Share on FacebookTweet about this on TwitterShare on LinkedIn

“If you can’t measure it, you can’t improve it.”

This quote, attributed to Peter Drucker, has held a lot of sway over the years in management circles where high-level business processes are created, iterated, tweaked, and refined to ensure that revenues (and hopefully, profits) lead to healthy, long-lasting companies.

At Blue Sentry, our Managed Services offering is built upon this same maxim. We rely on several tools to provide insight into customer environments; in this post, I am going to focus on one of my favorites from this toolset – Datadog – and its ability to capture custom metrics.

Out of the box, Datadog comes with a wealth of metrics for most imaginable use cases: Apache, disk utilization, memory utilization, CPU utilization, Hadoop, Consul, and many others. But even with this great set of integrations right out of the box, there will always arise a need for custom metrics. With a very little bit of work, Datadog makes it extremely easy to instrument your applications and consequently build some very slick dashboards to give you a good holistic idea of how your application (or system) is performing.

In my case, I was instrumenting an application I built to parse text out of documents of various formats. I built the solution leveraging the Textract library; incoming documents are placed in an S3 bucket that populates an SQS queue when documents arrive. The metrics that I care about for this application are basically the number of documents that it can parse over various time intervals, be it minute, hour, or day, and how many instances of the worker process are running on a given host at any one time.

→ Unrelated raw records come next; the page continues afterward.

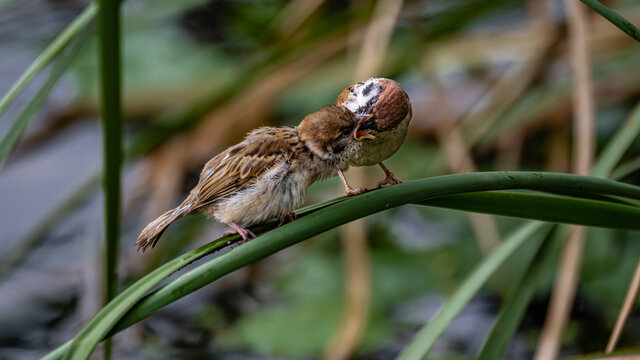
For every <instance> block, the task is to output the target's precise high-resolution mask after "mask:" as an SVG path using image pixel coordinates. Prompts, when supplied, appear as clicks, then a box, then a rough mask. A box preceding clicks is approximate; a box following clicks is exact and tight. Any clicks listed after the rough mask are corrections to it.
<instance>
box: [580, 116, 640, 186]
mask: <svg viewBox="0 0 640 360" xmlns="http://www.w3.org/2000/svg"><path fill="white" fill-rule="evenodd" d="M639 132H640V103H638V105H636V107H635V108H634V109H633V111H632V112H631V115H630V116H629V120H627V122H625V124H624V125H623V126H622V127H620V129H618V131H617V132H616V134H615V135H614V136H613V138H612V139H611V140H610V141H609V142H608V143H607V146H606V147H605V148H604V150H602V153H601V154H600V156H598V161H596V163H595V165H594V166H593V169H591V175H592V176H596V177H602V178H606V177H609V174H611V172H612V171H613V168H614V167H615V166H616V164H617V163H618V162H619V161H620V159H621V158H622V155H624V153H625V152H626V151H627V149H628V148H629V146H630V145H631V143H633V141H634V140H635V139H636V138H637V137H638V133H639Z"/></svg>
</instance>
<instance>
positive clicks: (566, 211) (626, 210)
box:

Since the output of my application is stored in Aurora, instrumenting the parse rate is simply a matter of writing a few different SQL queries (since I’m storing a timestamp on each output record) and adding them into Datadog’s MySQL integration, yielding something like this (I’ve redacted the actual connection configuration and two of the queries to save space – they follow a similar pattern as the query displayed):

...
instances:
  -
    server: [redacted]
    user: [redacted]
    pass: [redacted]
    port: 3306

    queries:
      - # Daily Document Extractions
      ... [redacted for brevity] ...

      - # By-Minute Document Extractions
      ... [redacted for brevity] ...

      - # By-Hour Document Extractions
        query: SELECT COUNT(*) AS by_hour_total FROM extractions WHERE processed BETWEEN CONCAT(CURDATE(), ' ', HOUR(CURRENT_TIME()), ':00:00') AND CONCAT(CURDATE(), ' ', HOUR(CURRENT_TIME()), ':59:59');
        metric: extractions.total.by_hour
        tags:
            - document_extraction
        type: gauge
        field: by_hour_total

Once your metrics are being shipped off to Datadog, it’s extremely easy to build a quick dashboard. This dashboard encapsulates the metrics gathered from the previously discussed queries (left-hand column) as well as a metric gathered via a different route (right-hand column, which I’ll discuss in a future post).

DatadogDashboard

Datadog makes it incredibly easy to fit trendlines based on least-squares regression to your plots, which you can see that I have done in the “by hour” and “by minute” charts. I have also set the display interval on each chart to one that seems appropriate to me (i.e. a 4-hour view for the by-hour metric, a 1-hour view for the by-minute metric).

Given that many types of applications store transaction data in some sort of database, the power of Datadog is quickly realized in its out-of-the-box support for many SQL and NoSQL backends and that it allows custom queries to be added to those out-of-the-box integrations. Happy monitoring!